Analysis of the BD sample also yielded intriguing results, though definitive conclusions can only be drawn using a larger sample. While case–control analyses did not reveal associations with individual SNPs, comparison of estimated haplotype frequencies using SNPs 1, 4, 7 and 18 support an association at this locus. The TDT also provides suggestive evidence for an association in the BD sample. However, the associated haplotypes from the TDT differ from those detected using the case–control samples. The discordance may reflect inherent statistical difficulties in detecting associated haplotype(s) when phase is uncertain. The TDT analysis revealed over-transmission of A-T-A-A, the same haplotype that was associated with SCZ in the NIMH sample (Chowdari et al. 2002). The present analyses raise the intriguing possibility that the G-G-G-G haplotype confers susceptibility for SCZ, whereas the A-T-A-A haplotype increases the risk for BD.

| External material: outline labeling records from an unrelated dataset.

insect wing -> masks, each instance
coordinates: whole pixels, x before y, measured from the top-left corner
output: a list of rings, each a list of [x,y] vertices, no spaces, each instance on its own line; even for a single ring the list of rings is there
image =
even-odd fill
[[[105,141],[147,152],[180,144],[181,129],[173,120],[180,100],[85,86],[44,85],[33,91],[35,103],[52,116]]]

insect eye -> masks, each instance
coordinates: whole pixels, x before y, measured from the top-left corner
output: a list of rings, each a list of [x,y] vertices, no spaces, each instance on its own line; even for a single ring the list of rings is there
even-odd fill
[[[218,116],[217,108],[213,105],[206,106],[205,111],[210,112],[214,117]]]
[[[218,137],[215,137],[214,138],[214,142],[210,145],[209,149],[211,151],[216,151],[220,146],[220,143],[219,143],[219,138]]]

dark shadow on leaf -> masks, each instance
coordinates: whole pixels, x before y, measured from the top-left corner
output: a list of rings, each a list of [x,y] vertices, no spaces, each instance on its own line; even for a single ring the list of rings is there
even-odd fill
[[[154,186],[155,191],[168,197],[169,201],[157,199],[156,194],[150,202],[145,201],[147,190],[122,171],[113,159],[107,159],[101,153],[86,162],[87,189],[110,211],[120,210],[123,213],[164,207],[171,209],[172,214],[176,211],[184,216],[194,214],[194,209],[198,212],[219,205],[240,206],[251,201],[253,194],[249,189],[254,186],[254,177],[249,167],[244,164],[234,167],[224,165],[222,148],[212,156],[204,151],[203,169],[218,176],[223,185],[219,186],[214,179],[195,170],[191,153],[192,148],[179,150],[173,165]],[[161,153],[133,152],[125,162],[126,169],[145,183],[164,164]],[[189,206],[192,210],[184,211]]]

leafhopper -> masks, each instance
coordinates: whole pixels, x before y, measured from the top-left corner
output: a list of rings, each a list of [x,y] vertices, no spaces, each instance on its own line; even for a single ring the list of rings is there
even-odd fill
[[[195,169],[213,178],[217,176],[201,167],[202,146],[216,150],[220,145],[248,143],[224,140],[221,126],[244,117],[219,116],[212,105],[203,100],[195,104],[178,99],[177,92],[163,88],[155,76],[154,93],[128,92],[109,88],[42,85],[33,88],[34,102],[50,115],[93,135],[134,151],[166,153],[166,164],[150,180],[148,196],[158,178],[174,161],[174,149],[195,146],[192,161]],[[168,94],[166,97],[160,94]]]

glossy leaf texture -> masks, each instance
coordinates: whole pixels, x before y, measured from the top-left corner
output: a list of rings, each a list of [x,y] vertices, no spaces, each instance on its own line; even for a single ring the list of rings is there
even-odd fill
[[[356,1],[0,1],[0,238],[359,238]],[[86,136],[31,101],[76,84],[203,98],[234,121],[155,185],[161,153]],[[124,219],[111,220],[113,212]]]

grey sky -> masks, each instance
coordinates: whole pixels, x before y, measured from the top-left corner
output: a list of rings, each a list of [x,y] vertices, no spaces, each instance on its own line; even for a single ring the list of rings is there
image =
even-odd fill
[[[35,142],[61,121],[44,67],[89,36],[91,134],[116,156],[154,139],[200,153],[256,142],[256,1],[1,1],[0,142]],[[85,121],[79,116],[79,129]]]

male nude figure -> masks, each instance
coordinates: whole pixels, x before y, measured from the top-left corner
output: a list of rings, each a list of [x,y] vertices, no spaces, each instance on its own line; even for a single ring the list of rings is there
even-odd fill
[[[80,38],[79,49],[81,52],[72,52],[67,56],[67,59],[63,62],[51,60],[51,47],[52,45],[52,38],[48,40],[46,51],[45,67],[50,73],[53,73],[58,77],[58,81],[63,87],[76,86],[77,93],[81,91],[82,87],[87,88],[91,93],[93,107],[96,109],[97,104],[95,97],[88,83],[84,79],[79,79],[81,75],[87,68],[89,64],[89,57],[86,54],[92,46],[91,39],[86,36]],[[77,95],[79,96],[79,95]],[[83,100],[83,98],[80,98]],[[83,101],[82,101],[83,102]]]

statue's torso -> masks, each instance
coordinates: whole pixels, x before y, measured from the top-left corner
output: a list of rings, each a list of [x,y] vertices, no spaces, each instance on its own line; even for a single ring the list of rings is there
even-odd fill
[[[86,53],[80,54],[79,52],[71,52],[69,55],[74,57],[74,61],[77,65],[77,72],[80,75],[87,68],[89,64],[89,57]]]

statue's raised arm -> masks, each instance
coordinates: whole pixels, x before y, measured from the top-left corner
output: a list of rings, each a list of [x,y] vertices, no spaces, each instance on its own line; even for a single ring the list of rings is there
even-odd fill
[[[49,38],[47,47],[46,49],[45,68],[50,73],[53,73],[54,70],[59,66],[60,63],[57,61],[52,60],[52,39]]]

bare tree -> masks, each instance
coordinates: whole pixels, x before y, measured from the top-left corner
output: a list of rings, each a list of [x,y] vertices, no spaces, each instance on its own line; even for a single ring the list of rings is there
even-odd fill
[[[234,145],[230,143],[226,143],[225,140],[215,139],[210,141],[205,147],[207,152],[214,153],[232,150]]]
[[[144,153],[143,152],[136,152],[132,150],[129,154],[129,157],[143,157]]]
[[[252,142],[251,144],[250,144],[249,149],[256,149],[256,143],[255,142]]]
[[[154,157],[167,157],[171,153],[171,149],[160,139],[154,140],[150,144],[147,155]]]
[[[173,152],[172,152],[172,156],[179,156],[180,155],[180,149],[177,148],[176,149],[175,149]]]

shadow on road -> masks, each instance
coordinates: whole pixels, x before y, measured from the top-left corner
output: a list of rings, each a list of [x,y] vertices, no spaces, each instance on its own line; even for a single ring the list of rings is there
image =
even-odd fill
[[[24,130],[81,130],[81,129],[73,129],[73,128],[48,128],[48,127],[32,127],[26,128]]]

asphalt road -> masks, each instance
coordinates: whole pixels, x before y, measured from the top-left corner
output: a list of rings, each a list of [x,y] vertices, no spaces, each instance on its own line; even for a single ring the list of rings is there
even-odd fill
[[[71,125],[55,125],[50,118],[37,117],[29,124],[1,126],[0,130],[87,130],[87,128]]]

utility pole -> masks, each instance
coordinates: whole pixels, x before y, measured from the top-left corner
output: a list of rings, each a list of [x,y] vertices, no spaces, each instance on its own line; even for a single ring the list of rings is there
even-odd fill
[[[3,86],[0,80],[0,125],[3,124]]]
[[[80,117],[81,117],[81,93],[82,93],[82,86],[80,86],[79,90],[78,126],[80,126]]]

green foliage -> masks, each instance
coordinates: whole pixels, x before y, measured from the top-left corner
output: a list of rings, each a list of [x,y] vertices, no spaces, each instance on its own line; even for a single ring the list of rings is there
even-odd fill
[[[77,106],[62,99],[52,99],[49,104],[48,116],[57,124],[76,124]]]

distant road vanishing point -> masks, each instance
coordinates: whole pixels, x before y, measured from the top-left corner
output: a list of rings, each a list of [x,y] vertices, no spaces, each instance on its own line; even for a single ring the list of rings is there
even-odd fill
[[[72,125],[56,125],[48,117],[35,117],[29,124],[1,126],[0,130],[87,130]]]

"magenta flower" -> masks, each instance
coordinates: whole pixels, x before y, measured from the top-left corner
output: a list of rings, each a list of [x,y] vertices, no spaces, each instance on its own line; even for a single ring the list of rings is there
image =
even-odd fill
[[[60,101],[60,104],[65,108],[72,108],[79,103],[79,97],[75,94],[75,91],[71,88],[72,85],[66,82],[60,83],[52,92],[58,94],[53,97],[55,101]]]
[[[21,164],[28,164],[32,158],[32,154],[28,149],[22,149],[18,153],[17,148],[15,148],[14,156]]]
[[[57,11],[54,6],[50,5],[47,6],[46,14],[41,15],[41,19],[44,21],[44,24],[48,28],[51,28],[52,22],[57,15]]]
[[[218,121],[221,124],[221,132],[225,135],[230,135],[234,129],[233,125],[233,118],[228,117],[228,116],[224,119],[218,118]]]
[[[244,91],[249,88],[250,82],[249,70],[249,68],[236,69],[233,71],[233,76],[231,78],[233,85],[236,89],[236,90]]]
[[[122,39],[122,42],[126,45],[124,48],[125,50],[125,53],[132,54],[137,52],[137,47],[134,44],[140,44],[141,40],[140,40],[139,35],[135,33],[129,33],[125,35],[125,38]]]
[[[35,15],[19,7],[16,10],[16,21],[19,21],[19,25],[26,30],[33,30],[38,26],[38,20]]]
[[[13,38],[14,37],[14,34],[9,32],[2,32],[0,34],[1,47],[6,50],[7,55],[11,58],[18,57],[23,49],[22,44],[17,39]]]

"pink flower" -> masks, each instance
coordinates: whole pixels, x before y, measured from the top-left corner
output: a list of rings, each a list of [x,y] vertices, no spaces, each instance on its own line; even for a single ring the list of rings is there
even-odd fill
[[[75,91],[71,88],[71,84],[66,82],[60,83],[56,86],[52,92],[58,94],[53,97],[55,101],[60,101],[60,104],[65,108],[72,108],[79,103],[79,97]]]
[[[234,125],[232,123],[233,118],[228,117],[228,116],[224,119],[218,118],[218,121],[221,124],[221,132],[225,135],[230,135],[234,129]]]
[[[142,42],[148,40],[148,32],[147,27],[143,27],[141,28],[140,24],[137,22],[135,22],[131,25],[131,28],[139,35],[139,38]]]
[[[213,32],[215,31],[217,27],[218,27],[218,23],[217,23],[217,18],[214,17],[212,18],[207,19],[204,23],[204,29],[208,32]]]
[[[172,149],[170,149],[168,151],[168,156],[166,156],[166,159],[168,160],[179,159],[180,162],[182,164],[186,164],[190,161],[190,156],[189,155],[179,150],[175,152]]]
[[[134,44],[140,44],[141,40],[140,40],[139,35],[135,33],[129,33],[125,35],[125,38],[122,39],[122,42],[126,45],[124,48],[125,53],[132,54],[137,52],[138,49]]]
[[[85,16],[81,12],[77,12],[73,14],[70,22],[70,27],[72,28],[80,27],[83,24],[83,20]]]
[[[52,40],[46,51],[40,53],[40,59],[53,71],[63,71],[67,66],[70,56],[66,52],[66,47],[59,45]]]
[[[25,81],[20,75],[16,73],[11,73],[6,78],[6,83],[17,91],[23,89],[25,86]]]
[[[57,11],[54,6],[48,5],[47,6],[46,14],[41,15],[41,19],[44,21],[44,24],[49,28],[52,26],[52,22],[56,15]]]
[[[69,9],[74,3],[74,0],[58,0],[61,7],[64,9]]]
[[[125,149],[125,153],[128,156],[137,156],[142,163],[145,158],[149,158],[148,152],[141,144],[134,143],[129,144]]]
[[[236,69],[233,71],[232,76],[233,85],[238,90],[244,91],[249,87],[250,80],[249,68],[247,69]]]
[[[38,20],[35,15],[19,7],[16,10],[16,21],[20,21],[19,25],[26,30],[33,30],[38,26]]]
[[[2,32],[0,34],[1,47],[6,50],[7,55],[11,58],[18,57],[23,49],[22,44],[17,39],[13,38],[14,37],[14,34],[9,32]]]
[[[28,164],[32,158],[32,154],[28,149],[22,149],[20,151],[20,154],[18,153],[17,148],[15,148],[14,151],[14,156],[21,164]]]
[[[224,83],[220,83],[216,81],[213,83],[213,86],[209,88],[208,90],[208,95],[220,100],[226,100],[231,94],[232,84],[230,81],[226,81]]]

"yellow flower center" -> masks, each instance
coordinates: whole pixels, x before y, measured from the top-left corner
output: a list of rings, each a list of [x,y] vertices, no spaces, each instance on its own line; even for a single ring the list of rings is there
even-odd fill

In conclusion, association analyses using cases and community-based controls from Brazil did not support a putative association between RGS4 and SCZ, though separate analyses using family-based controls provided suggestive evidence. Parallel investigations using BD probands also provided suggestive evidence for an association between RGS4 polymorphisms and BD. All these analyses may have been hampered by relatively low power to detect associations. Nevertheless, these data will usefully contribute to planned meta-analyses.
We thank the participants for their help with this study. Supported in part by grants from the National Institute of Mental Health (MH63420, MH63480, MH56242 and MH66263 to VLN).